The patient told me that the clinic dropped him because he made $14,000 a year which was above the limit for coverage. I called the clinic’s main number and was referred to the financial office, whose receptionist told me that the patient had it all wrong. Apparently he was supposed to save his bills and once they reached $1,000 a process called “spend down” was supposed to go into effect. Then the clinic was supposed to pay for his care.
I told him to save him to save his bills. I got him an appointment to see a neurologist at the clinic but it wasn’t until February 2010. I ordered an MRI of his neck to rule out nerve compression. The hospital will do the tests even though he is on state aid. I will see him in one week and when I get the report I will speak to the neurologist.

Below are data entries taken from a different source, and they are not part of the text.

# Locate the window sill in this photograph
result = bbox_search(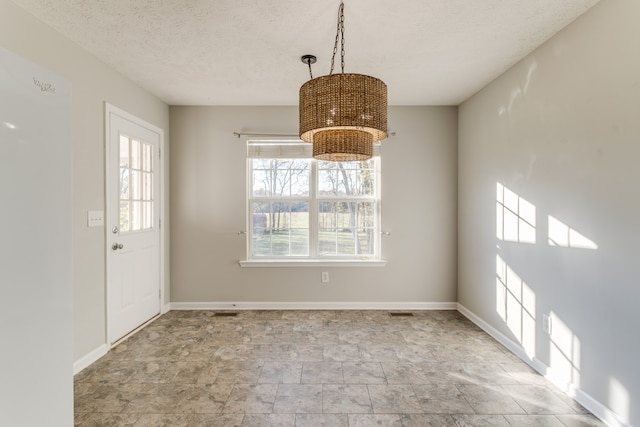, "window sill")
[238,259,387,268]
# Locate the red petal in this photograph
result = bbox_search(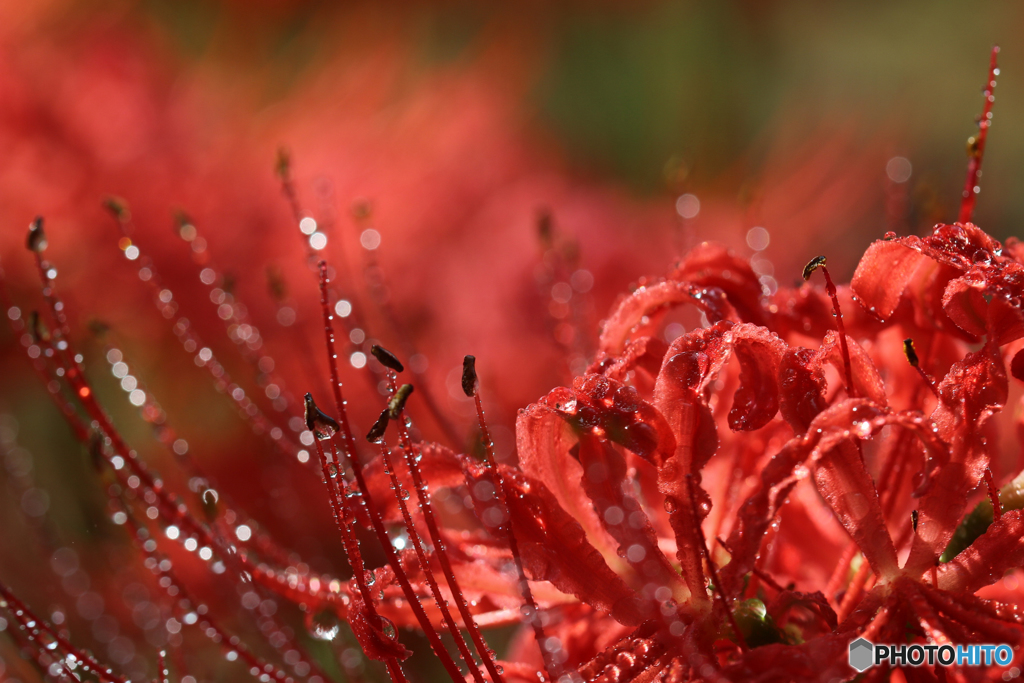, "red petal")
[906,347,1009,575]
[580,434,688,601]
[599,281,736,355]
[850,240,925,318]
[818,332,887,405]
[1010,348,1024,382]
[515,403,622,566]
[778,347,828,434]
[348,591,412,661]
[466,465,641,625]
[669,242,765,325]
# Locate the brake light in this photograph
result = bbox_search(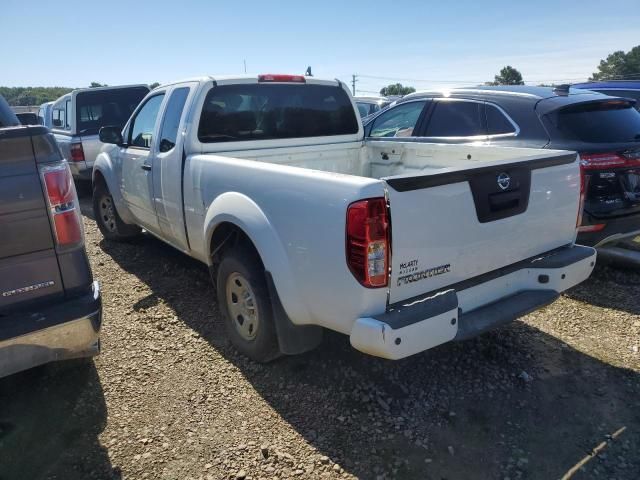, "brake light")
[578,223,607,233]
[346,198,390,288]
[576,167,591,230]
[258,73,307,83]
[580,153,640,170]
[71,142,84,162]
[40,163,83,247]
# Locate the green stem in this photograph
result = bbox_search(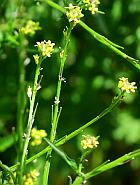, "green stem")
[85,149,140,180]
[20,60,42,185]
[11,95,123,171]
[43,25,73,185]
[17,35,26,161]
[26,95,123,164]
[45,0,140,70]
[72,149,140,185]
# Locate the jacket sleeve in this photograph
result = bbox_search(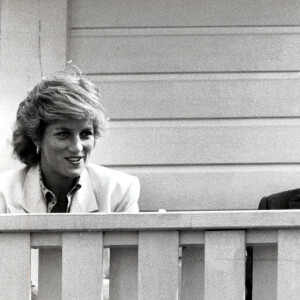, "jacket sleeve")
[258,197,269,209]
[116,176,140,213]
[0,191,7,214]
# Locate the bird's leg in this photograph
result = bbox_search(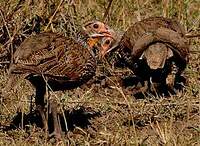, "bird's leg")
[31,76,48,133]
[1,74,25,97]
[50,99,62,141]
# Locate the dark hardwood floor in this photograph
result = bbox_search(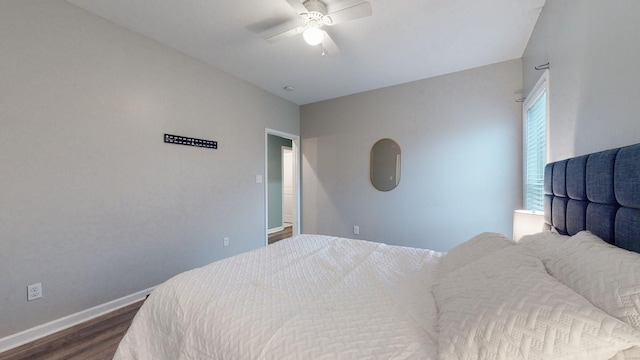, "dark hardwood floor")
[269,226,293,244]
[0,301,143,360]
[0,232,293,360]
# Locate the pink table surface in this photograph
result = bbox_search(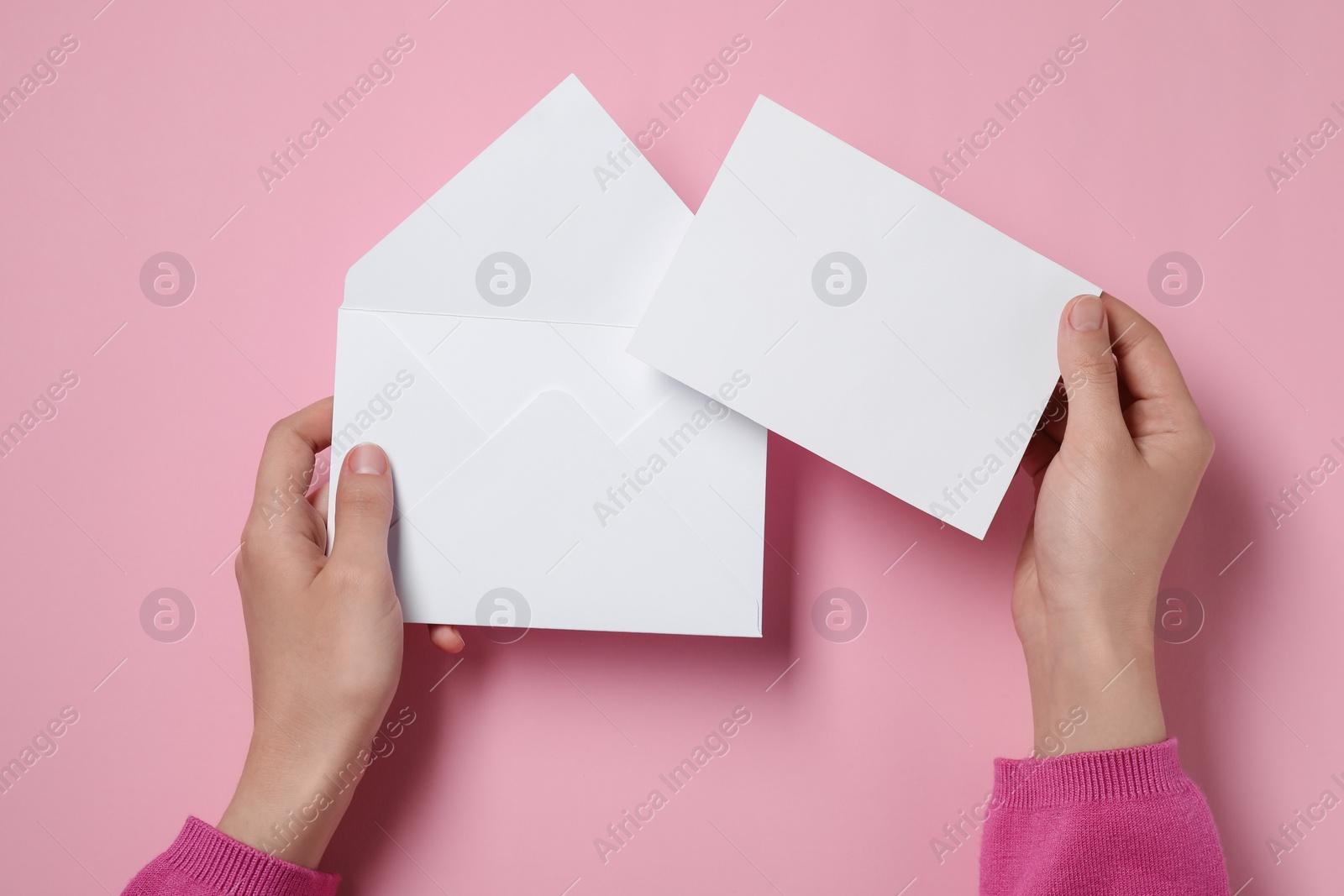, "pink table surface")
[0,0,1344,896]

These are the various services I provided. I left the office at 4:30 pm. Much of the time that I spent with my patients was administrative. It was time-consuming and tiring. Most primary care doctors, have similar “typical” days. Some are much busier and see a wider range of diseases and patients. Some still make hospital and nursing home rounds as I once did. Some have weekend hours and night time hours. Their practice styles depend on their skills and their financial goals and their ages.
Most primary care doctors provide services similar to those I described. The time and energy consumed represents a dimension of health care that goes beyond technical competence. Insurers do not acknowledge the value of these services and rarely compensate primary care doctors for them. As a result, many of them cannot afford to take time off to rejuvenate their spirits. Others have suffered physical and psychological and marital problems trying to deal with the stresses and dissatisfaction of a career in primary care.
Is it any wonder that so few students are choosing primary care?
Most medical students recoil from primary care. Add to that the 11 years it takes to produce a primary care doctor, and one wonders how society’s need for primary care services will be fulfilled.
Edward J. Volpintesta is an internal medicine physician who writes in The Yale Journal for Humanities in Medicine.